National Labor Relations Board agents investigate charges after Right to Work Foundation attorneys join worker’s efforts
Columbia, South Carolina (October 30, 2009) – A local employee of Wackenhut Services, Inc, a security service provider contracted with Fort Jackson, is fighting back against compulsory unionism after union officials illegally attempted to have him fired from his job for refusing to pay forced union dues.
In September 2008, Ronald I. Paul filed unfair labor practice charges with the National Labor Relations Board (NLRB) challenging Wackenhut and International Union, Security, Police and Fire Professionals of America (SPFPA) and its affiliated Local 339 union bosses after Wackenhut fired him in August 2008 for refraining from formal, dues paying union membership. The charges were eventually settled in December of 2008 and Paul continued his employment.
Starting in May 2009, in violation of the settlement, the employer and SPFPA union officials issued new threats against Paul’s job. Claiming that Paul’s workplace is on an “exclusive federal enclave” not protected by South Carolina’s popular Right to Work law, SPFPA union officials compelled Paul to attend a meeting and coerced him to apply for union membership as a condition to keep his job. In response, Paul filed another round of unfair labor practice charges against the union – pointing out that the union’s own contract explicitly states that formal union membership is not a condition of employment. In September, the NLRB notified Mr. Paul that his charges would be dismissed.
Attorneys from the National Right to Work Foundation contacted Mr. Paul offering free legal aid (which Paul eagerly accepted), and the regional NLRB office in Winston-Salem, North Carolina is now investigating Paul’s charges and additional charges filed by Foundation attorneys. Related charges against Wackenhut are also pending.
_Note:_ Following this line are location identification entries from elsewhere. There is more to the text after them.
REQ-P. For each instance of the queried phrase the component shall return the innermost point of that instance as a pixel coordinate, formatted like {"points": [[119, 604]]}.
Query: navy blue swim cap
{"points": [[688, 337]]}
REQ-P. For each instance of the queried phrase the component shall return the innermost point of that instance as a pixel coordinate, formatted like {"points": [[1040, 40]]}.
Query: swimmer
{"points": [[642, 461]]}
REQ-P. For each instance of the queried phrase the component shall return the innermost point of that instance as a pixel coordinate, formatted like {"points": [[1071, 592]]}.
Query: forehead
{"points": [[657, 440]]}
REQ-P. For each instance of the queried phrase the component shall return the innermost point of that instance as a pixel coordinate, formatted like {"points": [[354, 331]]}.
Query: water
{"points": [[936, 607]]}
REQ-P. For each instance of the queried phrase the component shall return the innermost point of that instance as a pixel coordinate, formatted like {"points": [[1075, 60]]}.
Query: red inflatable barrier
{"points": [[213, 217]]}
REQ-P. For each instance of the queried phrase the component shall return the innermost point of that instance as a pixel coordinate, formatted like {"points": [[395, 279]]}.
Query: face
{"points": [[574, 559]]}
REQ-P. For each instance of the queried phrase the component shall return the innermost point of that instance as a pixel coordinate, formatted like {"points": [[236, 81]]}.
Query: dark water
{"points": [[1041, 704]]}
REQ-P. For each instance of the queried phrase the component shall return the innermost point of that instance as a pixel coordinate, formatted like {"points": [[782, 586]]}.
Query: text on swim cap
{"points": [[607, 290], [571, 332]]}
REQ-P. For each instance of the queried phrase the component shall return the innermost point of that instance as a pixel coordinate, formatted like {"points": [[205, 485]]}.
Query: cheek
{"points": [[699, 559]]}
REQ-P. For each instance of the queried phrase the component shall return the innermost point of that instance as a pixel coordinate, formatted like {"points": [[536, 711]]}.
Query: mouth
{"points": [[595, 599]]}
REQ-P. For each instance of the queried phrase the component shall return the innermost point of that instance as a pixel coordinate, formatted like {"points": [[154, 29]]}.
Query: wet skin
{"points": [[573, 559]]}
In the Foundation-won Communication Workers of America v. Beck (1988), the U.S. Supreme Court held that union officials can lawfully compel nonmembers to pay union dues as a job condition, but not the part of dues spent for non-bargaining activities like political activism, lobbying, and member-only events. Under Beck, unions must also provide such employees with an audited breakdown of chargeable expenses.
SPFPA union officials continue to threaten Paul despite the fact that they did not provide him with an adequate explanation as required under Beck for the basis of their claims against a portion of his earnings. Additionally, SPFPA union bosses are requiring employees who refrain from formal, dues paying union membership to partake in an overly burdensome process of specifying the amount of non-bargaining dues they do not wish to pay without providing them with sufficient information to make such a decision. And finally, Paul is challenging the SPFPA union’s nationwide policy of requiring employees to object every single year to paying union dues they cannot be lawfully forced to pay – rather than objecting just once.
“SPFPA union bosses have repeatedly reneged on their own word and we hope the NLRB will now hold them accountable for their thuggery,” said Stefan Gleason, vice president of the National Right to Work Foundation. “Right to Work litigators stand guard with Mr. Paul to protect him from union bosses who will stop at nothing to seize hard earned money for their own purposes.”